While classical models like the Cox Proportional Hazards model are highly interpretable, they rely on strict assumptions of linear, additive effects. Random Survival Forests (RSF) overcome this by building a non-linear ensemble of decision trees.

In this tutorial, we will demonstrate how to run a standalone RSF using SuperSurv’s unified wrappers, evaluate its individual performance, and finally include it in a Super Learner ensemble.

1. Prepare the Data

library(SuperSurv)
library(survival)

data("metabric", package = "SuperSurv")
set.seed(123)

train_idx <- sample(1:nrow(metabric), 0.7 * nrow(metabric))
train <- metabric[train_idx, ]
test  <- metabric[-train_idx, ]

X_tr <- train[, grep("^x", names(metabric))]
X_te <- test[, grep("^x", names(metabric))]

new.times <- seq(50, 200, by = 25)

2. Standalone Machine Learning

SuperSurv provides unified wrappers that automatically handle the training and standardization of survival probabilities.

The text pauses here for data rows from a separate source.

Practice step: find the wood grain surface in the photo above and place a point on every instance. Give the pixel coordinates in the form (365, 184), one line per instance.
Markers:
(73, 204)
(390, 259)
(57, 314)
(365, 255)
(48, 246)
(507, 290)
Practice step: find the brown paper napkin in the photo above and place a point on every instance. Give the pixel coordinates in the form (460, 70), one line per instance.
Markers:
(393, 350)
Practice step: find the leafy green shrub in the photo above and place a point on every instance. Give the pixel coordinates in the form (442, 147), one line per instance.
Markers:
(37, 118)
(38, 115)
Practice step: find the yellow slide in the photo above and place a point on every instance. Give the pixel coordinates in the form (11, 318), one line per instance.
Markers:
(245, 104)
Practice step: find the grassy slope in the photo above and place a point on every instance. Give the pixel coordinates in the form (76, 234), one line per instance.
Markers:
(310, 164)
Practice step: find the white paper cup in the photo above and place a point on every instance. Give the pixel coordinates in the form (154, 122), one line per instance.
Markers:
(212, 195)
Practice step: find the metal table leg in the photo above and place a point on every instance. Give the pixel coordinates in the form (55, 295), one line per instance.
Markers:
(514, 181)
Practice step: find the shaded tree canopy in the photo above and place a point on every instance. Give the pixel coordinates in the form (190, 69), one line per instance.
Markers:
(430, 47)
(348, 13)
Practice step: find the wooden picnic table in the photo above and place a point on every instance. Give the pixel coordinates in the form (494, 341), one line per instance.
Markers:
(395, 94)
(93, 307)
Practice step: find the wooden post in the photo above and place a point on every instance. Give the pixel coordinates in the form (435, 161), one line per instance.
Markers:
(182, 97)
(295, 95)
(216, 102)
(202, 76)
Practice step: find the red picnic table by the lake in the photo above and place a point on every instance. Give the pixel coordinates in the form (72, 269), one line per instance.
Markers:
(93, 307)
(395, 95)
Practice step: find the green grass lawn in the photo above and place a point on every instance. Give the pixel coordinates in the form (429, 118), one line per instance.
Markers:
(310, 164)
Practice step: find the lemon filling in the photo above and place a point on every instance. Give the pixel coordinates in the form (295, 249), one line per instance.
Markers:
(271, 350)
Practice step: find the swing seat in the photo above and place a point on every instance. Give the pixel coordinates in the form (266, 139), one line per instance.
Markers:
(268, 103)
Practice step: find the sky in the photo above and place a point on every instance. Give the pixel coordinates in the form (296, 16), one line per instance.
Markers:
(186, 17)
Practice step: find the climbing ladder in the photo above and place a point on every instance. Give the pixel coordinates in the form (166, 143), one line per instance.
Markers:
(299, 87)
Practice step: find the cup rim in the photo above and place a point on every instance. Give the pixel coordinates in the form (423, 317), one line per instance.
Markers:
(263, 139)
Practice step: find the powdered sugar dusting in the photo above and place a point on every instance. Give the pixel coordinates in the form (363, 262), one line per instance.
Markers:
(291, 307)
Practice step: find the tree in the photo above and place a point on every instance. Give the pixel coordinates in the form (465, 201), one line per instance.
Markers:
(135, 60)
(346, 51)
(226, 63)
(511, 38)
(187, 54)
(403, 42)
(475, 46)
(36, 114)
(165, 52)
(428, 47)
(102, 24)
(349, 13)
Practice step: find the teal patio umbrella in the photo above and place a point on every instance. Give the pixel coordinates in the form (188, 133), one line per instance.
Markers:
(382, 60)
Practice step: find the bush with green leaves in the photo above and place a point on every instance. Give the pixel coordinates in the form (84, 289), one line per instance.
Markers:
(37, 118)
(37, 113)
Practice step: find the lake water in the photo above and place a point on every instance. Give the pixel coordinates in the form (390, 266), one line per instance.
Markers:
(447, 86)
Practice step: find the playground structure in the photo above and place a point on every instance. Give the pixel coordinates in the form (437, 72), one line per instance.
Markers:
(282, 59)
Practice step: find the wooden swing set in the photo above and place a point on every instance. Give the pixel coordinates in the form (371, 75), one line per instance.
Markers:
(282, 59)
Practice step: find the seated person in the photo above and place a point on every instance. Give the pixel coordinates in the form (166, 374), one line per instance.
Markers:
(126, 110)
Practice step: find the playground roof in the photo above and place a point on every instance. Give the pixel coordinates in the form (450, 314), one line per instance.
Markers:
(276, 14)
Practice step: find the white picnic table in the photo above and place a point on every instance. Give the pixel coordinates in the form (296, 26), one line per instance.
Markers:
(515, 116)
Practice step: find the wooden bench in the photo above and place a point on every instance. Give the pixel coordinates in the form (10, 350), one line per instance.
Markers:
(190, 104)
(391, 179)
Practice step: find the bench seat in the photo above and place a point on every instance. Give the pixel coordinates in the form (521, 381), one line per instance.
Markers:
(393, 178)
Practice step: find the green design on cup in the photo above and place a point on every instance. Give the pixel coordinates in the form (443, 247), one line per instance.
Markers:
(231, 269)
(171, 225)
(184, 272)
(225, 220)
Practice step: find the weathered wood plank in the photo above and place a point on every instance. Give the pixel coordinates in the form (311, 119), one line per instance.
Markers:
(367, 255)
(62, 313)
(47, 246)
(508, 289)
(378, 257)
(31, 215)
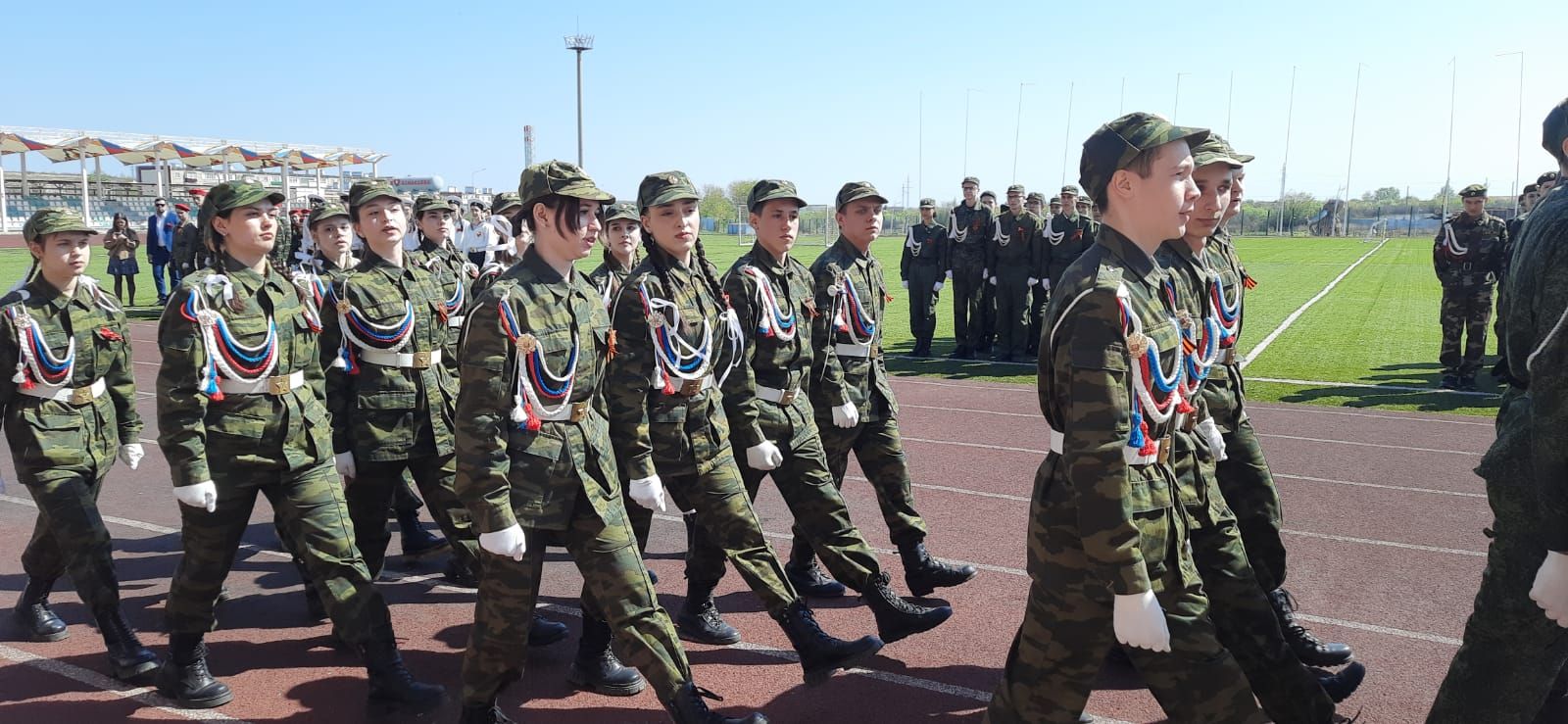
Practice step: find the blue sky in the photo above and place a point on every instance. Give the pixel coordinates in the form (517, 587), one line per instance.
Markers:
(817, 93)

You can use these completely independent of the Super Learner ensemble.

# 1. Fit the standalone wrapper
rf_standalone <- surv.rfsrc(
  time = train$duration,
  event = train$event,
  X = X_tr,
  new.times = new.times 
)

# 2. Extract the fitted model object and prediction matrix
rf_fit <- rf_standalone[["fit"]]
rf_pred_matrix <- rf_standalone[["pred"]]

Because our plotting functions are universally compatible, we can plot individual patient curves directly from this standalone matrix:

# Plot the first 3 patients in our training set
plot_predict(preds = rf_pred_matrix, eval_times = new.times, patient_idx = 1:3)

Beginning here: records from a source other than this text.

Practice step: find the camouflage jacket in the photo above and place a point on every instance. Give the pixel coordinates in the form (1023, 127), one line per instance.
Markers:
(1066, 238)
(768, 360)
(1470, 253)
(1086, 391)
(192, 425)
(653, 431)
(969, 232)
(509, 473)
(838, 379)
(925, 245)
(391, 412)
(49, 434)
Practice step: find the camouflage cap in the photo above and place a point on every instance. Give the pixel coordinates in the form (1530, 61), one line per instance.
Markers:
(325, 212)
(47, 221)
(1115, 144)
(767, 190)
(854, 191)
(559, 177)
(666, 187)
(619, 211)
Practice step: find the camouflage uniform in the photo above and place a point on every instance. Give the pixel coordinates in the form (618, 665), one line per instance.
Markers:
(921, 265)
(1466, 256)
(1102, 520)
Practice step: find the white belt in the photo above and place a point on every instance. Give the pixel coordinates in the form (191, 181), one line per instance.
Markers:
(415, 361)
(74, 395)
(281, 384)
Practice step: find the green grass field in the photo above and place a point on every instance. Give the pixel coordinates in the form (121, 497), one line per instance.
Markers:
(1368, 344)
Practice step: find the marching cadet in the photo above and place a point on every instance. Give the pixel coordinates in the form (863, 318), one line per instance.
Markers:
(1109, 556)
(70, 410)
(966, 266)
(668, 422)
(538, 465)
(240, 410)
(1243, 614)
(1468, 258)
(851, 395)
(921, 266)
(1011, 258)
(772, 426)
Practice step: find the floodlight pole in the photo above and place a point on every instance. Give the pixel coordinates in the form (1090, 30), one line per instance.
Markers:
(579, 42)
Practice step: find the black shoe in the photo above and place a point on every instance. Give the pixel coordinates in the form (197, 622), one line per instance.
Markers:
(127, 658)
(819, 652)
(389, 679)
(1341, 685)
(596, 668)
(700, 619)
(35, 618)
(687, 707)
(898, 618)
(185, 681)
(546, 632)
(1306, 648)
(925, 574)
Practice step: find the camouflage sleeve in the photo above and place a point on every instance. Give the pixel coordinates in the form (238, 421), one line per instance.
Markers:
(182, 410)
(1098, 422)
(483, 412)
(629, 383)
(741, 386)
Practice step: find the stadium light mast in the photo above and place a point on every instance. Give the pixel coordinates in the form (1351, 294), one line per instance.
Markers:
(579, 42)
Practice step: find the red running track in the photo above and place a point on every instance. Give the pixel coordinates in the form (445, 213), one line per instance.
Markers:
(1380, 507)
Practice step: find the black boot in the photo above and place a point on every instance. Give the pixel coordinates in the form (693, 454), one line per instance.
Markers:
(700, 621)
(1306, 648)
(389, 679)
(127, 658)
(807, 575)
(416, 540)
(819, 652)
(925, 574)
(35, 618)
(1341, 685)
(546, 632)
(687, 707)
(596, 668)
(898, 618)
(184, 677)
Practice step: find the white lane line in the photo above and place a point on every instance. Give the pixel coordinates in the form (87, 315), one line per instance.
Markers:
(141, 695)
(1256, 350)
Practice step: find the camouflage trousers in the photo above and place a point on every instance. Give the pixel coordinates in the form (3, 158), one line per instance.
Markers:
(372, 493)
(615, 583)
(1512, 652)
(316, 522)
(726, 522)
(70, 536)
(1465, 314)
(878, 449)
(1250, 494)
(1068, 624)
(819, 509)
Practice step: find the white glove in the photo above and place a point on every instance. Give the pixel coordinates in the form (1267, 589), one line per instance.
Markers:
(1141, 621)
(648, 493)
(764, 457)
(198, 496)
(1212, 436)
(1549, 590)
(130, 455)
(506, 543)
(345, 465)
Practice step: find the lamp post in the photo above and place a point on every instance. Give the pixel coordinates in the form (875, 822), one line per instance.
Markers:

3. Evaluating the Standalone Model

We can also pass this standalone model directly into our evaluation suite to test its performance on new data.

# The function automatically detects this is a single model and plots it!
plot_benchmark(
  object = rf_fit,
  newdata = X_te,
  time = test$duration,
  event = test$event,
  eval_times = new.times
)


# plot_calibration(
#   object   = rf_fit,
#   newdata  = X_te,
#   time     = test$duration,
#   event    = test$event,
#   eval_time = 150,
#   bins     = 2
# )

4. Train the Benchmark Ensemble

While the standalone RSF is powerful, we can objectively evaluate if it outperforms classical models by putting them together in a SuperSurv ensemble.

my_library <- c("surv.coxph", "surv.weibull", "surv.rfsrc")

fit_supersurv <- SuperSurv(
  time = train$duration,
  event = train$event,
  X = X_tr,
  newdata = X_te,
  new.times = new.times,
  event.library = my_library,
  cens.library = c("surv.coxph"), 
  control = list(saveFitLibrary = TRUE),
  verbose = FALSE,
  nFolds = 3
)

5. Visualizing Ensemble vs. Base Learners

When we pass the SuperSurv ensemble into the exact same benchmark function, it automatically unpacks the library and plots the ensemble against all its constituent models.

plot_benchmark(
  object = fit_supersurv,
  newdata = X_te,
  time = test$duration,
  event = test$event,
  eval_times = new.times
)

By incorporating advanced machine learning algorithms into your library, SuperSurv mathematically guarantees that your final predictions adapt to the complexity of your data, achieving the lowest possible Brier Score.